Following her placement on disciplinary probation, Embree left the University and headed to New York, where she became involved with organizations doing research on Latin America and the city’s underground newspaper, Rat.
Soon after its creation, Embree joined The Rag, an underground, progressive newspaper created in Austin in response to the appointment of conservative editor John Economidy at The Daily Texan. Although she was one of the publication’s first members, as a woman, she was confined to typing.
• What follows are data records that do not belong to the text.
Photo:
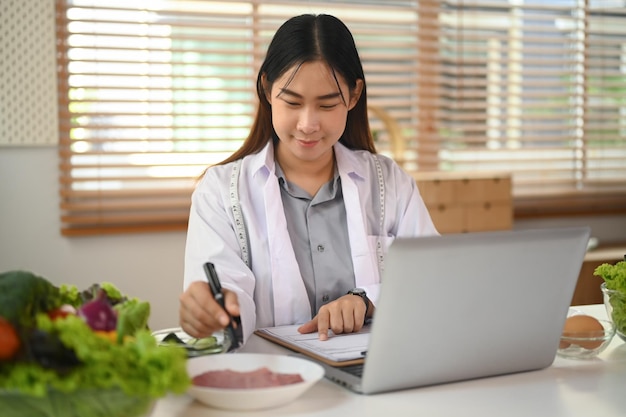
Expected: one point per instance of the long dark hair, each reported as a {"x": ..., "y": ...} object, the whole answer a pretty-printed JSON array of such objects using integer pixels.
[{"x": 303, "y": 39}]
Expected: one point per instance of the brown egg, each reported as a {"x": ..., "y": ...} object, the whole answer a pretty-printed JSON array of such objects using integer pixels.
[{"x": 582, "y": 326}]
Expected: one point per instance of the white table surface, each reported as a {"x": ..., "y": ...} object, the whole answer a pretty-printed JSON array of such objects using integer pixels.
[{"x": 590, "y": 388}]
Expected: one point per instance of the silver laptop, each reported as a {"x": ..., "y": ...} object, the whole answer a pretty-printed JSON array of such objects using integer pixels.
[{"x": 458, "y": 307}]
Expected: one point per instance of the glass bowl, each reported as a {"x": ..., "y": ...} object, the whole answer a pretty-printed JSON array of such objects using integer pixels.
[
  {"x": 586, "y": 344},
  {"x": 615, "y": 304}
]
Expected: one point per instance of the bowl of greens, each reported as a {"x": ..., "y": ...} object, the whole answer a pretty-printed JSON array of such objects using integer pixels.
[
  {"x": 614, "y": 294},
  {"x": 65, "y": 352}
]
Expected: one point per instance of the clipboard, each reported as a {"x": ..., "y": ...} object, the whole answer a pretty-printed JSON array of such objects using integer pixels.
[{"x": 338, "y": 351}]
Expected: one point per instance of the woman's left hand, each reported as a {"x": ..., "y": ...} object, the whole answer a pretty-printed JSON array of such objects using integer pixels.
[{"x": 344, "y": 315}]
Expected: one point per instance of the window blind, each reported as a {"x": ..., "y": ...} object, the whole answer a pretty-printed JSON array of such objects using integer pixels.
[{"x": 152, "y": 92}]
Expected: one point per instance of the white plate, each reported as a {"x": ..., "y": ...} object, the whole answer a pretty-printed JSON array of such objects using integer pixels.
[{"x": 252, "y": 398}]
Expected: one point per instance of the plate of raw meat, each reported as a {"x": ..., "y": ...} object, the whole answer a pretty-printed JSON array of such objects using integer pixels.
[{"x": 250, "y": 381}]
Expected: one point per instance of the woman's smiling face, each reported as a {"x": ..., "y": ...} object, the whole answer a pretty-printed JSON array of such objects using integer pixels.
[{"x": 309, "y": 111}]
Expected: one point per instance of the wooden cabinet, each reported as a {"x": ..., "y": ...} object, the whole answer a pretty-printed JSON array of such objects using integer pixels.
[{"x": 472, "y": 202}]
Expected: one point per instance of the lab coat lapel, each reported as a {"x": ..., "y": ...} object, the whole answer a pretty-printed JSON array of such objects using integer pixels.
[
  {"x": 363, "y": 260},
  {"x": 287, "y": 282}
]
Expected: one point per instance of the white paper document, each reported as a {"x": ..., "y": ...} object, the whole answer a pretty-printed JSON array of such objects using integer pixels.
[{"x": 338, "y": 348}]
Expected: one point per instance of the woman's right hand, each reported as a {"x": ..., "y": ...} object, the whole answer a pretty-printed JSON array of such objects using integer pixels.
[{"x": 200, "y": 315}]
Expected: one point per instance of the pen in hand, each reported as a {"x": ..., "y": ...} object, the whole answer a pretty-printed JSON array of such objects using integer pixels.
[{"x": 235, "y": 335}]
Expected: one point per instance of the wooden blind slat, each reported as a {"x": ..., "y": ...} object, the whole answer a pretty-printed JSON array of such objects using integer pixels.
[{"x": 149, "y": 96}]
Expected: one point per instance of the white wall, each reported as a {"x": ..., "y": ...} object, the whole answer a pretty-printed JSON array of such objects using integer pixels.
[{"x": 148, "y": 266}]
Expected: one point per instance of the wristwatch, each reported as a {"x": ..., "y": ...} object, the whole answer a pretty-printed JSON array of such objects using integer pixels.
[{"x": 360, "y": 292}]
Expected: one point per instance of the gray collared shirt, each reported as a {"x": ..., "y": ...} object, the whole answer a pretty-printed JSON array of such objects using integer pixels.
[{"x": 319, "y": 235}]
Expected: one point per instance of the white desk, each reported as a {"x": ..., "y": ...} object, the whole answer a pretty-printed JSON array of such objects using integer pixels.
[{"x": 569, "y": 388}]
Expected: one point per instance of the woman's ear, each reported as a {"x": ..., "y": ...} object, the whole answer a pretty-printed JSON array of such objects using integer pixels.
[
  {"x": 266, "y": 88},
  {"x": 355, "y": 94}
]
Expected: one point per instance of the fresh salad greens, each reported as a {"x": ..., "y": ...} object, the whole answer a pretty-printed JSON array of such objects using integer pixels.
[
  {"x": 614, "y": 277},
  {"x": 64, "y": 342}
]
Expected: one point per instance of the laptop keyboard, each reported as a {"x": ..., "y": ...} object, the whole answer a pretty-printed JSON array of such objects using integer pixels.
[{"x": 356, "y": 370}]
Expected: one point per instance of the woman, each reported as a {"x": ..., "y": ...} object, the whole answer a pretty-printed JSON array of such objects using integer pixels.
[{"x": 301, "y": 215}]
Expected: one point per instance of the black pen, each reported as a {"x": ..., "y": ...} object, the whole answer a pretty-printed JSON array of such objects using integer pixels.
[{"x": 235, "y": 335}]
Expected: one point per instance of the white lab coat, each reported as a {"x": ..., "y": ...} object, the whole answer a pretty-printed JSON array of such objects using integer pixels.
[{"x": 272, "y": 292}]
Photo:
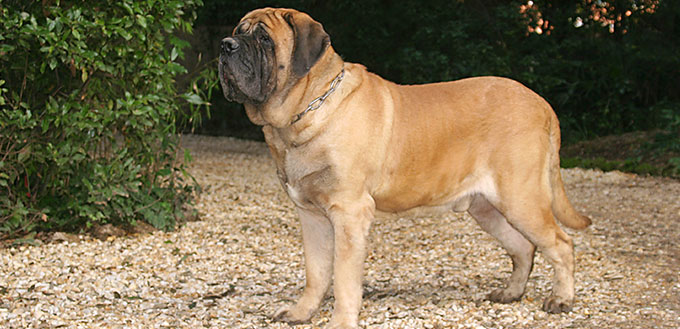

During the women’s liberation movement, Embree said she noticed a greater inclusion of women writers and more articles focused on women’s issues.
“Austin had these growing New Left and counter-culture communities that we wanted to sort of bring together,” said Thorne Dreyer, the original editor of The Rag. “[The Rag] was the beginning of Austin’s cultural renaissance, and it’s what really started making Austin weird.”
Starting in 1970, Embree became actively involved in the women’s liberation movement and contributed to one of the first anthologies of feminist writings, “Sisterhood is Powerful.” Eventually, she moved back to Austin and began an organization for working women called Austin Women Workers and a women’s press titled Red River
Women’s Press.
“I see myself as having been brought into activism before women’s liberation, but when women’s groups began, my voice just changed,” Embree said. “It was a more personal issue for me because it wasn’t about the rights of others, it was about the rights of women. It took a while, but women slowly began to see how these things we all felt were personal were actually political.”
After the Red River Women’s Press was flooded in 1981, Embree decided to return to her roots at UT. There, she began working as a clerical worker in Spanish and Portuguese, and in 1982, she obtained her degree while eight months pregnant and balancing work and school.
“I began to deal with the issues that many working women do,” Embree said. “It’s very tough and often done with very little social support network.”
Despite the adversity she’s faced, Embree said she has no regrets in the activism work she’s done and continues to advocate for what she believes.
“In the long haul, I would not trade my life for another one at all,” Embree said. “You feel a solidarity with people around the world who are doing the same thing, and what you gain from this is more than the losses you may feel along the way. It’s worth it.”